Lo stadio è per volontà del promotore, in un’area con destinazione urbanistica (ex ippodromo) conforme alla realizzazione del nuovo impianto sportivo, lo stadio.

La risposta sul perché i grattacieli, è più complessa. La loro realizzazione è concessa dal Comune al promotore al fine di poter finanziare le opere pubbliche, per oltre 300 milioni, ritenute necessarie dallo stesso Campidoglio per la funzionalità dello stadio. Tali opere sono poste a carico del privato in base ad una norma compensativa presente nel piano regolatore vigente che prevede che i 2/3 del valore economico di una variante urbanistica vadano a vantaggio del comune stesso. Ovvero il valore della trasformazione urbanistica si ripartisce: un terzo al privato e due terzi al Comune. Con questi due terzi si realizzano le opere pubbliche, ma il meccanismo ritenuto virtuoso da gran parte “dell’urbanistica riformista” genera due paradossi: che l’imprenditore “di maggioranza” nell’operazione è il comune e non il promotore e che i grattacieli sono perché è il modo di finanziare le opere pubbliche necessarie per realizzare lo stadio.
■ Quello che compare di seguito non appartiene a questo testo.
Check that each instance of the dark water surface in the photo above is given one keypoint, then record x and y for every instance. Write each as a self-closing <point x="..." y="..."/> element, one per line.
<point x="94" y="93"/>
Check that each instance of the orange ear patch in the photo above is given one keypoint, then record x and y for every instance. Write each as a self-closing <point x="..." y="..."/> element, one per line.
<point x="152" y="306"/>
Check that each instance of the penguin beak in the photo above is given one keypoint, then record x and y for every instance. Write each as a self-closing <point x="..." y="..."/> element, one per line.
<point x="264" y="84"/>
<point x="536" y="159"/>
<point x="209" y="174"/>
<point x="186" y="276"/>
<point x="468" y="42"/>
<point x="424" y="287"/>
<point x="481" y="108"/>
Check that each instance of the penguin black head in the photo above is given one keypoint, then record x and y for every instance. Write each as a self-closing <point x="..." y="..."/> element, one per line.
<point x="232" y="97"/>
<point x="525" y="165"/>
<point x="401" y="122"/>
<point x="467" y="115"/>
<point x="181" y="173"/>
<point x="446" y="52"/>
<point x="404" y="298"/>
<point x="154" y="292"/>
Altra questione aperta è, perché per le opere pubbliche il promotore non applica il codice degli appalti, mettendo sia la progettazione che i lavori in gara? Per evitare ciò sarebbe anche impossibile il ricorso al controverso art. 20 del nuovo codice dei contratti, inapplicabile retroattivamente.

In conclusione: perché allora realizzare stadio, grattacieli e opere pubbliche invece che da un’altra parte?

La risposta la dovrà dare, chiunque sarà, il futuro sindaco che non potrà fare a meno di mettere in gioco un’urbanistica moderna. Un’urbanistica per operazioni di recupero e trasformazione che, all’interno di una chiara strategia territoriale, contemperi non solo gli interessi privati con quelli pubblici (distinguendone i ruoli), ma anche gli interessi tra privati. Solo con l’applicazione, finalmente anche in questo settore, del principio di concorrenza, si potranno mettere in competizione le proposte imprenditoriali e dare una risposta alla domanda “perché lì e non là” ed implicitamente quando e come.